Simpson had his finest season in 1971-1972, in which he averaged 27.4 points, 4.7 rebounds, and 3.1 assists. After the ABA–NBA merger in 1976, Simpson joined the Detroit Pistons, but his level of production dropped significantly, from 18 points per game in 1975-1976 to 11 points per game in 1976-1977, and after one-and-a-half seasons, he returned to the Denver Nuggets, now one of the ABA teams who had joined the NBA. However, he averaged only 5.5 points during his second tenure with the Nuggets, and after two more seasons as a member of the Philadelphia 76ers and New Jersey Nets, he retired in 1980.

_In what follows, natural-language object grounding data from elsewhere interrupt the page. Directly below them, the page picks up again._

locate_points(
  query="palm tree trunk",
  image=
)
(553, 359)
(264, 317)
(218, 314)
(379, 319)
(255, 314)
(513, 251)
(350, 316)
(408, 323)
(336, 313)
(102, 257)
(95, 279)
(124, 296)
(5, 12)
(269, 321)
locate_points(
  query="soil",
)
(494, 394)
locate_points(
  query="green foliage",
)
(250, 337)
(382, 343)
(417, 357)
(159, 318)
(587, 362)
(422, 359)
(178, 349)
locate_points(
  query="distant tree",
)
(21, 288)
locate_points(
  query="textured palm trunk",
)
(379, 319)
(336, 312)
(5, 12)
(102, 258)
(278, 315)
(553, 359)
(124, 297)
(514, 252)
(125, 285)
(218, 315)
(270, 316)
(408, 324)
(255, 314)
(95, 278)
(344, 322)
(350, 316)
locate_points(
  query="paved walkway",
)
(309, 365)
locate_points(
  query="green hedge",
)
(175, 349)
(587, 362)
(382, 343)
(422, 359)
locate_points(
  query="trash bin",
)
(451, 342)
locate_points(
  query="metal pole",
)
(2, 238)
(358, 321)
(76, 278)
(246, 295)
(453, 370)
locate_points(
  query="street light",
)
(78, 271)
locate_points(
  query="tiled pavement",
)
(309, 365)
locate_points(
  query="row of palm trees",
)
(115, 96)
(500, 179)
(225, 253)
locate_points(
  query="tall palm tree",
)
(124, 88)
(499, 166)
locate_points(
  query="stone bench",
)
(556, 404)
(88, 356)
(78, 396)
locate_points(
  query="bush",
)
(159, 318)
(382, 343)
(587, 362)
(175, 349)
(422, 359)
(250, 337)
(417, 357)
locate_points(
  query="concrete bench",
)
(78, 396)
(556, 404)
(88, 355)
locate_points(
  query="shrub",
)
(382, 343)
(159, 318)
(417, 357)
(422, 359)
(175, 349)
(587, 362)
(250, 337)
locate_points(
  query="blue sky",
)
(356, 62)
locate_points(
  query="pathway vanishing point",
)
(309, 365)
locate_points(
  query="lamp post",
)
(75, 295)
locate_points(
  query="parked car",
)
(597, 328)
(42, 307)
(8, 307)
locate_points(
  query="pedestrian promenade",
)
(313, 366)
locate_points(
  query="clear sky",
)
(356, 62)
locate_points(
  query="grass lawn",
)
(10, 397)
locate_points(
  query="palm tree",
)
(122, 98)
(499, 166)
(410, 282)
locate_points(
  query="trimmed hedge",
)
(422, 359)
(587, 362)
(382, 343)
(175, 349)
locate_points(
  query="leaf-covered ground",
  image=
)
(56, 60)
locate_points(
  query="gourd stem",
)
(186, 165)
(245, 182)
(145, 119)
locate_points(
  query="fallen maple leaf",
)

Simpson scored 11,785 combined ABA/NBA points in his ten-year career. His 9,953 points were the most for the Nuggets during the team's time in the ABA.

==Personal life==
Simpson currently lives in Denver, Colorado. His daughter is Grammy Award-winning soul singer India Arie.
In a 2025 podcast, his ex-wife accused him of assaulting both her and their famous daughter 45 years prior.